Oboke and Koboke are narrow canyons near the edge of the Iya Valley in the mountains of Tokushima, a prefecture in Shikoku, Japan's smallest main island. The stretch of the Yoshino River that runs through the valley here is prime whitewater rafting, canyoning and kayaking territory.
If you choose not to challenge the rapids, try the sightseeing boat cruise, or ride a bus that runs above and beside the river between March and November. In November, there's a special trolley called the Oboke Trolley Train. The area also offers museums dedicated to gems and mythical creatures, and some great onsen as well.
It takes one hour and 15 minutes from Haneda Airport (Tokyo) to Tokushima Airport, and 30 minutes by bus from the airport to Tokushima Station. From Tokushima Station, it takes one hour and 35 minutes to Koboke and one hour and 40 minutes to Oboke on the JR Tokushima Dosan Line (limited express) via Awa Ikeda Station.
The hourly limited express trains between Okayama and Kochi also stop at Oboke Station. It is also possible to get to Oboke in 40 minutes by bus from Awa Ikeda Station. There are four bus departures a day.
The majestic Yoshino River is Tokushima’s largest river, and flows across many of the island's prefectures from west to east. Following the river upstream, you’ll come upon the spectacular V-shaped gorges of Oboke and Koboke, and areas inhabited by wild deer, monkeys and boar.

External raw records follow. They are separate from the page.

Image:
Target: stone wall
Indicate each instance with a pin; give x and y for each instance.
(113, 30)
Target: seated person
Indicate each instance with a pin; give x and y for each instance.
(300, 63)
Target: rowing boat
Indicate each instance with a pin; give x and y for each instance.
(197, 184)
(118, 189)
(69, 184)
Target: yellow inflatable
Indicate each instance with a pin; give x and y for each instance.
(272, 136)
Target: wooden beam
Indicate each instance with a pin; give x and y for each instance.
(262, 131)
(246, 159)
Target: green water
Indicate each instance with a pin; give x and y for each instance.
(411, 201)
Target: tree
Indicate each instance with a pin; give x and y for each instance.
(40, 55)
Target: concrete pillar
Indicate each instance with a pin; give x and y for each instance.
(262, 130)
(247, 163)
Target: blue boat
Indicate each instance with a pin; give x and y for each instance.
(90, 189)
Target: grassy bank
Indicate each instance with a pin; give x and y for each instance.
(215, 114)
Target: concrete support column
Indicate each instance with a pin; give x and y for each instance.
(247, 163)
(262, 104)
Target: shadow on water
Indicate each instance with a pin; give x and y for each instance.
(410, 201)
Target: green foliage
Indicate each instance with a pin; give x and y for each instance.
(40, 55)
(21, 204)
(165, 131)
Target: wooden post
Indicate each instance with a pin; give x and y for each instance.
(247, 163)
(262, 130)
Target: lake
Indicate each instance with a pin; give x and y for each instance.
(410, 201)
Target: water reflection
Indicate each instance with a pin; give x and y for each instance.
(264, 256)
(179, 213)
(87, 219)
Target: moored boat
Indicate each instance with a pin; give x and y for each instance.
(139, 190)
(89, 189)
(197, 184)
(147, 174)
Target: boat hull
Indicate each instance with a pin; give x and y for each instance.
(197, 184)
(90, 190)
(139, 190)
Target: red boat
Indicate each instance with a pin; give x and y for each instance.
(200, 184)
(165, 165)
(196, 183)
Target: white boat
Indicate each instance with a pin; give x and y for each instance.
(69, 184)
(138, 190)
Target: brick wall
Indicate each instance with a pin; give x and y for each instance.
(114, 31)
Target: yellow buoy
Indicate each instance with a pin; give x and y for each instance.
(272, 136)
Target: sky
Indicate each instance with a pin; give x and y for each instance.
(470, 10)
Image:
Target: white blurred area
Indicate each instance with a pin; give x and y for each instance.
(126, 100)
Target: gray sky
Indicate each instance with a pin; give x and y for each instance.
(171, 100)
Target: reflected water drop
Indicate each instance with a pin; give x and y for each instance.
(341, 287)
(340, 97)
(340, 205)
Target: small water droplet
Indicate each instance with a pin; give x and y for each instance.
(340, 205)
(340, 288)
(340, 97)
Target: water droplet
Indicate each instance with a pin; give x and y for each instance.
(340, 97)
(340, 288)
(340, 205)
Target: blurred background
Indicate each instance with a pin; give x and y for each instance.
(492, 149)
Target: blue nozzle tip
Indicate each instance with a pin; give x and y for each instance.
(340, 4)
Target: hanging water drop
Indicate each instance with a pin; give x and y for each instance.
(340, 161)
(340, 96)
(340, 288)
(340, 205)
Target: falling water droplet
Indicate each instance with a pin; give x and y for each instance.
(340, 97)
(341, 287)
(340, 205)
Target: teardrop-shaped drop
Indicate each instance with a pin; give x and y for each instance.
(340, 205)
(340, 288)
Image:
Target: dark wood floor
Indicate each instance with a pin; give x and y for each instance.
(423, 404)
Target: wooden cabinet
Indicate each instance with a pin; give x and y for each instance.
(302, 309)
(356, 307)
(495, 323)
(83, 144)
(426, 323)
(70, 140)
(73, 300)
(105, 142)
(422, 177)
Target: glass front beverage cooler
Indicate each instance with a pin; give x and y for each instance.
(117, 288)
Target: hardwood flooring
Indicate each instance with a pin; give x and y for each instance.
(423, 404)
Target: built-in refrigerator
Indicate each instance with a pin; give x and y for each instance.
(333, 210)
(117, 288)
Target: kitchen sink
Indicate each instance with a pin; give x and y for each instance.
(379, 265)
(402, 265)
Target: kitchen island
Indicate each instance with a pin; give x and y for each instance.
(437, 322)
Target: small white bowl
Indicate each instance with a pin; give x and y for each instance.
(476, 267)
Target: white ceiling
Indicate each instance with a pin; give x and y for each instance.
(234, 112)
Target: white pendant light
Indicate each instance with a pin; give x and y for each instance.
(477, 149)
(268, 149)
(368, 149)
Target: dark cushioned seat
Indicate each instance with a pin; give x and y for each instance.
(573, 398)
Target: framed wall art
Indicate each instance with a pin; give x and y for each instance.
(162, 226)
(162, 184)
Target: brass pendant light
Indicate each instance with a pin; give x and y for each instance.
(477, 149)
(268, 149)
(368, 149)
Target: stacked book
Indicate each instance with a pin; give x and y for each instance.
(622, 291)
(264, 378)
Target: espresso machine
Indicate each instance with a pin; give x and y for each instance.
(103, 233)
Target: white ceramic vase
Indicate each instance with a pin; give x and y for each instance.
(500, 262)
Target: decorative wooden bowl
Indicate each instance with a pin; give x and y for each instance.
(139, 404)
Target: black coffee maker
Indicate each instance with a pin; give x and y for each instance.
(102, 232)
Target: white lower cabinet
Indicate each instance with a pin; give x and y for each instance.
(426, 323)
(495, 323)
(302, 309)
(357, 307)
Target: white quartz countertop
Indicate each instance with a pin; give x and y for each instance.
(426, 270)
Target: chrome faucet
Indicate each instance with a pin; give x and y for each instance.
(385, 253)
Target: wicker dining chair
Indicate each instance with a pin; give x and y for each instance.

The landscape is marked by steep mountainsides, the very trait that inspired the canyon names. Oboke and Koboke are literally translated as “big dangerous steps” and “small dangerous steps,” respectively, owing to the sheer slopes with narrow paths that can indeed be tricky to walk along.
Oboke and Koboke have become a mecca for lovers of the outdoors, and the canyons play host to some of Japan’s most adventurous activities, including thrilling whitewater rafting, canyoning and river kayaking.
Narrow, rocky Oboke Canyon and its river rapids create the perfect conditions for whitewater rafting. The powerful water flow and significant drop-offs make it the place to experience some of Japan’s finest rafting. In fact, the World Rafting Championship was held here in 2017.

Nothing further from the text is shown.